Watts replaces George Winn, who recently stepped down as executive secretary of the IPC, a position he had held for the last four years. The IPC Executive Committee also renamed the title from executive secretary to secretary general.
Before his retirement from NCC, which is based in Washington, D.C., Watts served as its president for 39 years. Prior to joining the organization, he worked as a legislative assistant to two members of the U.S. Congress.

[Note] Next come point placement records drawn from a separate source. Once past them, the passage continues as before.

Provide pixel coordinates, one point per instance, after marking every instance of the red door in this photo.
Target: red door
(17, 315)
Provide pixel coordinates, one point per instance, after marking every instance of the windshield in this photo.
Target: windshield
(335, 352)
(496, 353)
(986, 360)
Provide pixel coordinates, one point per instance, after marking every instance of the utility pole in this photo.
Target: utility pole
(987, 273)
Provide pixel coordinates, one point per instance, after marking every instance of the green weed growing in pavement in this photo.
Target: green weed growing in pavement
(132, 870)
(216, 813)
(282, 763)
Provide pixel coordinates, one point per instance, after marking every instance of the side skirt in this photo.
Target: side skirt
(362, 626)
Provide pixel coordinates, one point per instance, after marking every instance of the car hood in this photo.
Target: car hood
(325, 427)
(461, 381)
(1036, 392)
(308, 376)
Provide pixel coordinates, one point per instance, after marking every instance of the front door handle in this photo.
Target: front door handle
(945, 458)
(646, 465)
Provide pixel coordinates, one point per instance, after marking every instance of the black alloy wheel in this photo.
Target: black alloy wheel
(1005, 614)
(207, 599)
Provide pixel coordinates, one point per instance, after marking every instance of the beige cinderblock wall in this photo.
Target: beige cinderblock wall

During his career, Watts served as a member of the U.S. Chamber of Commerce Food and Agriculture Committee, president and director of the Commodity Club of Washington, and as chairman of the Food Group. He served on the U.S. Department of Agriculture's National Agricultural Research, Extension, Education and Economics Advisory Board from 2006-2009, and was an advisory member of the Board of Directors for the International Poultry Development Program joint-venture broiler project in Russia (Elinar Broiler).
Watts received the Poultry Industry Lifetime Achievement Award from the National Poultry and Food Distributors Association in January 2002, the Merial Distinguished Poultry Industry Career Award in 2009 from the Poultry Science Association, the Harold E. Ford Lifetime Achievement Award presented by U.S. Poultry and Egg Association "for exemplary service to the poultry industry" in January 2011, and was inducted into the Meat Industry Hall of Fame in November 2011.
Watts holds a degree from the University of Georgia, where he studies journalism and political science. He currently serves as a member of the Board of Directors of Case Foods and a consultant for Arrowsight, Inc. He and his wife Barbara reside in Alexandria, Va.
FEED GRAIN SHORTAGES
The IPC is concerned that the current world grain shortage caused by prolonged drought in the soybean and corn producing regions in the United States, coupled with excessive rains in Northern Europe, is having a significant impact on poultry meat production worldwide.
Global commercial poultry production depends on feeds produced from corn, soy and other grains, all of which are important inputs. Because of the U.S. drought, global corn and soybean supplies are insufficient, IPC says. Meanwhile, the group says financial speculation has worsened the situation, sending corn and soy prices to record levels, as well as driving up the price of alternative feed crops, such as wheat. Poultry production consumes 44 percent of the world's supply of food animal feedstuffs.
Given these circumstances, the IPC concludes that:
1. The high prices of feed grains are pushing up the cost of producing commercial poultry. Poultry price increases are inevitable, which companies are forced to pass on to consumers to remain financially solvent. Further increases in the cost of grain will assuredly lead to additional cuts in production.
2. Accordingly, governments should take whatever measures are available to prevent any further increases in grain prices. Poultry meat has historically been the world's cheapest large-scale source of animal protein, and has played a central role in providing consumers in poorer nations with access to protein. Continued high grain prices threaten food security, especially in low-income countries.
3. Furthermore, authorities should discourage financial speculation involving feed grain prices. Such speculation by entities not directly tied to the food-producing sector has generated even stronger price volatility in the feed sector. Derivative markets should not be used to speculate financially for such an important commodity as food.
4. Governmental policies that subsidize or encourage the production of renewable fuels from grains and cereals should be revised in order to avoid the risk of food shortages.